1. kavramları karıştırmamak onları birbirinden ayırt etmek ve leksikon bilgisinin izlerini sürmek, onların kültürel, teorik ve pratik anlamını idrak etmenin birinci adımıdır. bu hatırlatmayı yaptıktan sonra cinsel kimliğin dildeki gender ve sex kelimeriyle karşılanmasındaki nüansı belirginleştirelim.

    bilenler bilir gender studies'in yılmaz teorisyeni judith butler, bu konuda bizi aydınlatacak bir karşılaştırma yapmıştır. ona göre sex, biyolojik ve fizyolojik farklıları vurgulamak için kullanılır ki buna biyolojik determinizm denir. kadın ve erkeğin bedeni alenen birbirinden ayrı özelliklerle donatılmış görünmektedir, öyleyse bedenlerimizin bu somut varlıkları onların kimliklerinin hakikatını tanımlar. fakat gender, birçok dilin zamir ve isimlerinin cinsiyetlerini bildiren bir gramer terimidir. şu şekilde: örneğin ingilizce'deki kadınlar için ayrı (she) erkekler için ayrı (he) cins isimler için ayrı (it) bir o vardır ya, işte bu bölünmeyi yapmaya yarayan terimdir. kullandığımız diller belirli bir tarihsel kültürel geçmişe sahiptir ve onun içinde inşa edilmiştir. dil denilen fenomenin ne kadar dinamik olduğunu anlatmanın yeri burası değil ama dilin kendisinin gelişim ve dönüşümleri gender ve sex'in giderek birbirinden uzaklaşmasına neden olduğu söylemek elzemdir. bu sebeple gender yani toplumsal cinsiyet, toplumsal koşullar altında dil kaynağından türeyen ve orada şekillenen kadın, erkek ve başka yönelimlerin ayrıştırılırak cinsel kimliklere evrilmesine neden olan sistemdir.
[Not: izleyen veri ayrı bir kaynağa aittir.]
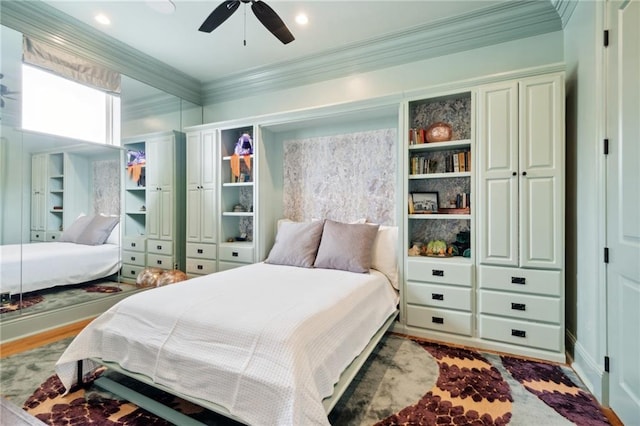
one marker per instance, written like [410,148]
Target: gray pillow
[73,232]
[98,230]
[346,246]
[296,244]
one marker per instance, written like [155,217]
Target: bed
[79,257]
[267,343]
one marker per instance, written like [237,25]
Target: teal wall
[403,79]
[585,275]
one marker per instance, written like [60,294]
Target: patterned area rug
[405,382]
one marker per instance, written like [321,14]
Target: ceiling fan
[263,12]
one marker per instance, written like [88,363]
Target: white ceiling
[333,26]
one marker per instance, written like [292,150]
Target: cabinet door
[541,172]
[38,191]
[497,206]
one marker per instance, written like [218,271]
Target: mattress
[266,342]
[37,266]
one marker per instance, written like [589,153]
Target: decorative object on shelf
[424,202]
[436,248]
[439,132]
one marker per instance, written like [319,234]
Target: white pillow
[384,257]
[114,237]
[296,244]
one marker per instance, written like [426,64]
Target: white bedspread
[36,266]
[267,342]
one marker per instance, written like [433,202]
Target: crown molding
[45,23]
[504,22]
[565,9]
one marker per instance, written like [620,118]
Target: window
[55,105]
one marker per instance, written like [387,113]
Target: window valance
[70,66]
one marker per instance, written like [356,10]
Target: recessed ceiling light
[103,19]
[302,19]
[163,6]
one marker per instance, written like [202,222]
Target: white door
[623,209]
[541,172]
[498,174]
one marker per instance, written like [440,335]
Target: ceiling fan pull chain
[245,24]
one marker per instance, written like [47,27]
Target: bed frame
[176,417]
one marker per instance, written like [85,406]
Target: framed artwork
[425,202]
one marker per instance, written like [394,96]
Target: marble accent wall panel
[106,187]
[343,177]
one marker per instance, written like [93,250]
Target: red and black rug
[468,388]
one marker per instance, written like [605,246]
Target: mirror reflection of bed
[56,181]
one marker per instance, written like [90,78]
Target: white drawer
[200,266]
[131,271]
[37,235]
[53,235]
[542,336]
[439,296]
[201,251]
[522,306]
[160,247]
[236,253]
[520,280]
[133,243]
[439,272]
[439,319]
[133,257]
[159,261]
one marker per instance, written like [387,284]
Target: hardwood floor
[12,348]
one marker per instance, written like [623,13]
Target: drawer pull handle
[518,333]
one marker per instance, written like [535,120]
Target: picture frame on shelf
[424,202]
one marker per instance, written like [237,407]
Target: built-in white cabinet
[509,294]
[237,213]
[201,235]
[521,173]
[58,192]
[521,211]
[154,200]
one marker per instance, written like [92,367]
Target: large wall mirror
[47,183]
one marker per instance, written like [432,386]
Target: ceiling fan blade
[219,15]
[272,21]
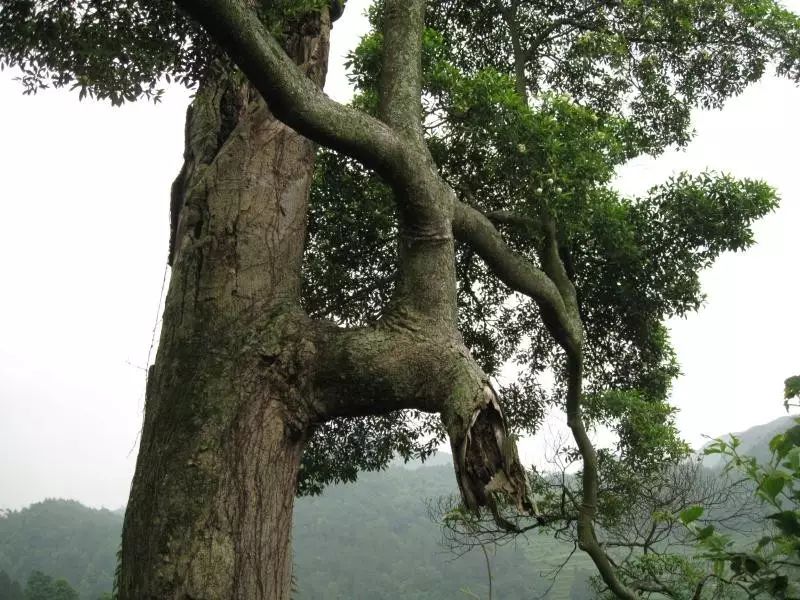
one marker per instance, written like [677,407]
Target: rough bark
[242,375]
[210,509]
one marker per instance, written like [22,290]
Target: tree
[764,565]
[9,588]
[44,587]
[244,377]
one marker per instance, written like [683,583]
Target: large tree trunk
[210,508]
[243,375]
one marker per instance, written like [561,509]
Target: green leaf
[792,387]
[691,514]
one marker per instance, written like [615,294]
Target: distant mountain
[371,540]
[63,539]
[754,441]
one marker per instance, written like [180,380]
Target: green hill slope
[64,539]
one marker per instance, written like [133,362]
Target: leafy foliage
[650,62]
[721,562]
[635,261]
[607,82]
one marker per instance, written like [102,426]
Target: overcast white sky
[84,208]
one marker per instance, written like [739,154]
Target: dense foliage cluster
[635,261]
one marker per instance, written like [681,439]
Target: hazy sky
[84,208]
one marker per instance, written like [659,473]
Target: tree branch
[401,75]
[292,97]
[473,228]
    simone de beauvoir'un cinsel kimliklerin toplumsal olarak inşa edilişini kısa ama etkili bir şekilde anlatan bir sözü vardır: "insan kadın doğmaz, sonradan olur." buradaki eleştirinin ana noktası kadınlık, erkeklik gibi fenomenlerin nihayetinde onlara atfedilen anlamlar üzerinden doğallaştırılarak biçimlendiğidir. basit bir örnek verelim:

    "kadınlar hamarattır, erkekler savaşçıdır." erkek aşçılara ya da tarihteki güçlü kadın savaşçılara ne demeli? afrika'nın birçok bölgesinde kadınların eve ekmek getiren, sağlam ve özgüvenli kişilikler olarak hayatlarını sürdürdüğünü biliyor muydunuz? demek ki henüz bu nitelikleri niceliksel olarak gerçekçi kılacak veri yokken ifadendirmeler, roller, anlamlandırmalar yapılmıştır.

    peki, cinsel kimliklerin tarihsel sürekliliği nasıl sağlanmaktadır?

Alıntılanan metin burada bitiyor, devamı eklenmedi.